Re: [PATCH] RDMA/core: reduce IB_POLL_BATCH constant

From: Arnd Bergmann
Date: Tue Feb 20 2018 - 16:54:42 EST


On Tue, Feb 20, 2018 at 10:14 PM, Parav Pandit <parav@xxxxxxxxxxxx> wrote:
> Hi Arnd Bergmann,
>
>> -----Original Message-----
>> From: linux-rdma-owner@xxxxxxxxxxxxxxx [mailto:linux-rdma-
>> owner@xxxxxxxxxxxxxxx] On Behalf Of Arnd Bergmann
>> Sent: Tuesday, February 20, 2018 2:59 PM
>> To: Doug Ledford <dledford@xxxxxxxxxx>; Jason Gunthorpe <jgg@xxxxxxxx>
>> Cc: Arnd Bergmann <arnd@xxxxxxxx>; Leon Romanovsky
>> <leonro@xxxxxxxxxxxx>; Sagi Grimberg <sagi@xxxxxxxxxxx>; Bart Van Assche
>> <bart.vanassche@xxxxxxxxxxx>; linux-rdma@xxxxxxxxxxxxxxx; linux-
>> kernel@xxxxxxxxxxxxxxx
>> Subject: [PATCH] RDMA/core: reduce IB_POLL_BATCH constant
>>
>> The ib_wc structure has grown to much that putting 16 of them on the stack hits
>> the warning limit for dangerous kernel stack consumption:
>>
>> drivers/infiniband/core/cq.c: In function 'ib_process_cq_direct':
>> drivers/infiniband/core/cq.c:78:1: error: the frame size of 1032 bytes is larger
>> than 1024 bytes [-Werror=frame-larger-than=]
>>
>> Using half that number brings us comfortably below that limit again.
>>
>> Fixes: 02d8883f520e ("RDMA/restrack: Add general infrastructure to track
>> RDMA resources")
>
> It is not clear to me how above commit 02d8883f520e introduced this stack issue.

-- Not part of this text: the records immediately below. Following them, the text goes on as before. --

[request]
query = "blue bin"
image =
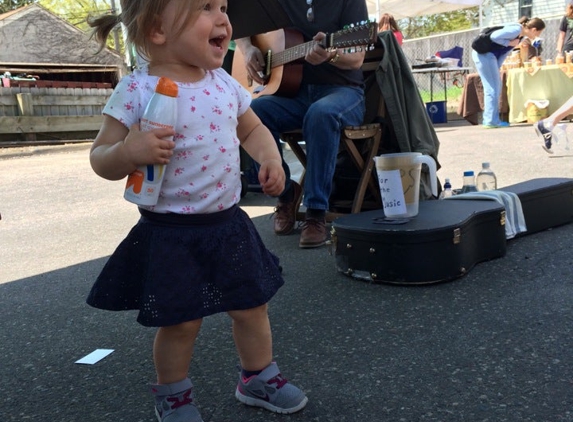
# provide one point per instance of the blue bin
(437, 111)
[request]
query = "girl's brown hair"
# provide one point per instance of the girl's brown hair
(532, 23)
(140, 17)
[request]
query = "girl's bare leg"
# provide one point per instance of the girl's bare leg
(173, 349)
(253, 338)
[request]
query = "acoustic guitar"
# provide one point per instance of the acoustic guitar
(282, 50)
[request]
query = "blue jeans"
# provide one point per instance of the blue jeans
(488, 68)
(322, 111)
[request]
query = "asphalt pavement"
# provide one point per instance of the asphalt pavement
(495, 345)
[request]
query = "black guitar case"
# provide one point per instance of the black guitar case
(447, 238)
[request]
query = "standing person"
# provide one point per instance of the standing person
(388, 23)
(565, 38)
(331, 96)
(195, 253)
(488, 64)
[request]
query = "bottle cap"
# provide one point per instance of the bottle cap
(167, 87)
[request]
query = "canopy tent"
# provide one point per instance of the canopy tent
(409, 8)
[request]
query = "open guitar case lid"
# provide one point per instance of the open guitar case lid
(251, 17)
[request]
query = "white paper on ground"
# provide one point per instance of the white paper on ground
(95, 356)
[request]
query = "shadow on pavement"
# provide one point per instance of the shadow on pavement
(495, 345)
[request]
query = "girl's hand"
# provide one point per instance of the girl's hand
(150, 147)
(272, 177)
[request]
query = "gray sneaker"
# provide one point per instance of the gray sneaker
(270, 391)
(174, 402)
(546, 133)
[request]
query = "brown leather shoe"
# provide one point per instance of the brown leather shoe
(285, 212)
(313, 233)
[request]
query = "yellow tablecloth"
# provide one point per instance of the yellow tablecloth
(547, 83)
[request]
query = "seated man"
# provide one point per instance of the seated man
(330, 97)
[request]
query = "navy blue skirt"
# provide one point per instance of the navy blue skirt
(175, 268)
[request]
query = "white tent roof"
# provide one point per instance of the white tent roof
(409, 8)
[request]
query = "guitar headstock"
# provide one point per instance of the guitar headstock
(362, 34)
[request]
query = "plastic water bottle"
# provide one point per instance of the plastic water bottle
(486, 179)
(469, 182)
(144, 184)
(447, 191)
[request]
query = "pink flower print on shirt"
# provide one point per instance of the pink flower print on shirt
(182, 193)
(183, 155)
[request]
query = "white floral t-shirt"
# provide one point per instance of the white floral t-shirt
(203, 175)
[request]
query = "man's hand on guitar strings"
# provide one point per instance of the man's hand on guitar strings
(318, 54)
(255, 64)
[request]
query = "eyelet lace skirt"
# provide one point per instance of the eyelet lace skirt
(175, 268)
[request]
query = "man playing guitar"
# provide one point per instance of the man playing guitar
(330, 97)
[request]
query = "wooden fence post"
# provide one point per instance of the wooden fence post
(26, 108)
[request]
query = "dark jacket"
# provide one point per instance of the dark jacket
(405, 110)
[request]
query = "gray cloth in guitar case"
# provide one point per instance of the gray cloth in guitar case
(447, 238)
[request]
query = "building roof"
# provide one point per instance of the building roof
(33, 36)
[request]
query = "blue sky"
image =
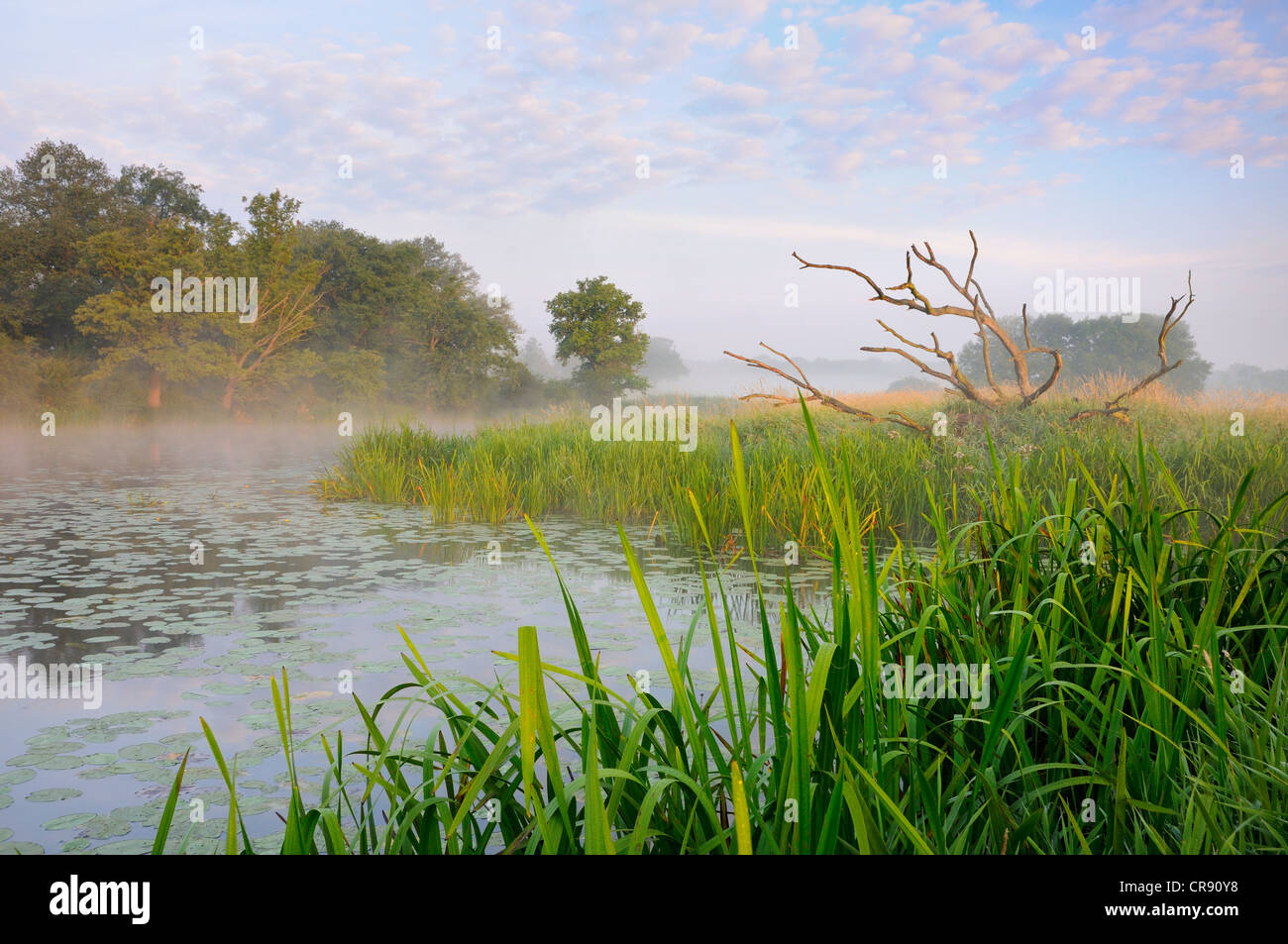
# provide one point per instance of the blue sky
(768, 128)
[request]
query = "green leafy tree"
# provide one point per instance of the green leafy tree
(596, 323)
(120, 322)
(52, 200)
(265, 353)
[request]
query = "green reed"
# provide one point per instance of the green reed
(1136, 646)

My mistake, I misread the git history.

I did a proper bisection now and ended up with the commit that added the
IB_POLL_BACK sized array on the stack, i.e. commit 246d8b184c10 ("IB/cq:
Don't force IB_POLL_DIRECT poll context for ib_process_cq_direct")

> Bodong and I came across ib_wc size increase in [1] and it was fixed in [2].
> Did you hit this error after/before applying patch [2]?
>
> [1] https://www.spinics.net/lists/linux-rdma/msg50754.html
> [2] https://patchwork.kernel.org/patch/10159623/

I did the analysis a few weeks ago when I first hit the problem but
didn't send it
out at the time. Today I saw the problem still persists on mainline (4.16-rc2),
which does contain the patch from [2].

What I see is that 'ib_wc' is now exactly 59 bytes on 32-bit ARM, plus 5 bytes
of padding, so 16 of them gets us exactly the warning limit, and then there
are a few bytes for the function itself.

Arnd